After reviewing the relevant work, this dissertation rigorously develops the aforementioned joint optimization framework, describing the metrics used for quantization error, and culminates in a formal problem statement.
We call this joint optimization problem the multiple real-constant multiplication problem (MRCM) in order to distinguish it from the traditional MCM problem that operates exclusively with integer constants, which we hereafter refer to as the multiple integer-constant multiplication (MICM) problem.
Then, we consider three different cost models used for evaluating shift-add networks and, with each model, we determine the potential advantages of using our MRCM framework over the traditional MICM approach.
First, we consider the traditional adder-count cost model.
We start by formally defining the MRCM problem in the context of this cost model, and then describe a series of theoretical developments centered around finitizing and pruning the search space, leading to an efficient algorithm for solving the problem.
Next, via extensive randomized experiments, we show that our joint framework leads to a reduction on the number of adders by 15%–60% on moderate size problems.
In particular, for vectors of arbitrary constants, we show a possibility for 20%–60% reduction with less than 10% vector approximation error for both frameworks, whereas for vectors of low-pass filter coefficients, a 15%–30% reduction is possible without exceeding 10% error in frequency response.
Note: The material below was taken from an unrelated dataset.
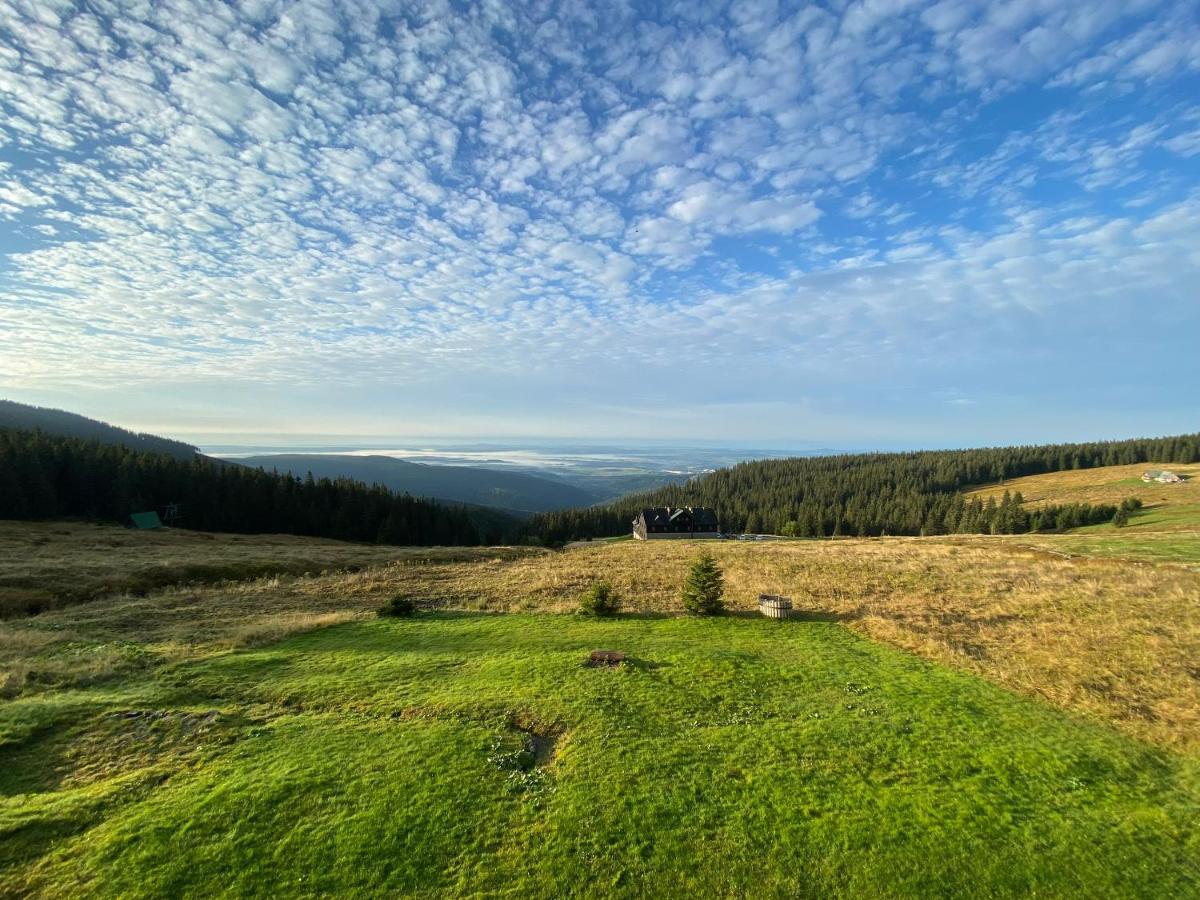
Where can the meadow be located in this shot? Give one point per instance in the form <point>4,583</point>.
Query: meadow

Second, we consider an adder-bits cost model, whereby instead of simply counting the number of adders, we compute the combined bitwidth of all the adders.
To solve the MRCM problem in this context, we introduce two search algorithms—one greedy and one optimal, each guided by a novel MRCM-aware heuristic.
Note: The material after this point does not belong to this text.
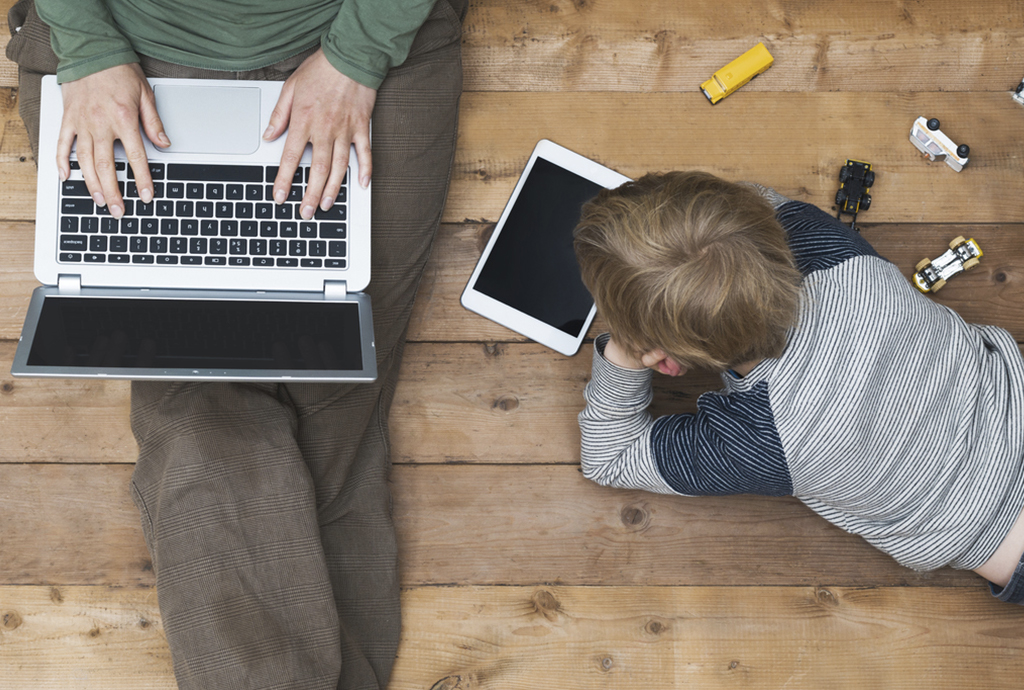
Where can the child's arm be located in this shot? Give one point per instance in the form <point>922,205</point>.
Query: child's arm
<point>615,425</point>
<point>731,445</point>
Next, we discuss a randomized experiment, in which we compare both algorithms to an MICM-targeted heuristic.
We observe that the greedy search finds solutions with an average cost improvement of 13% over the MICM solution with the trials considered, and the optimal search finds an additional improvement of 6%.
Third, we consider a prominent gate-level cost model from the literature that.
This gate-level model consider the bitwidths of an adder's inputs and output along with the relative alignment of the inputs/output due to bit shifting, when computing the adder cost.
To solve the MRCM problem in this context, a novel greedy algorithm is developed that uses a functional programming approach to solving the MRCM problem.
Next, we experimentally show this algorithm to offer an improvement of up to 18%, over a competing MICM algorithm, on small instances having 20 8-bit constants, increasing to up to 59% improvement on larger instances having 80 5-bit constants.
Finally, we conclude the work by offering recommendations for possible future work in the development of efficient MRCM algorithms and novel problem formulations for optimizing MCM circuits.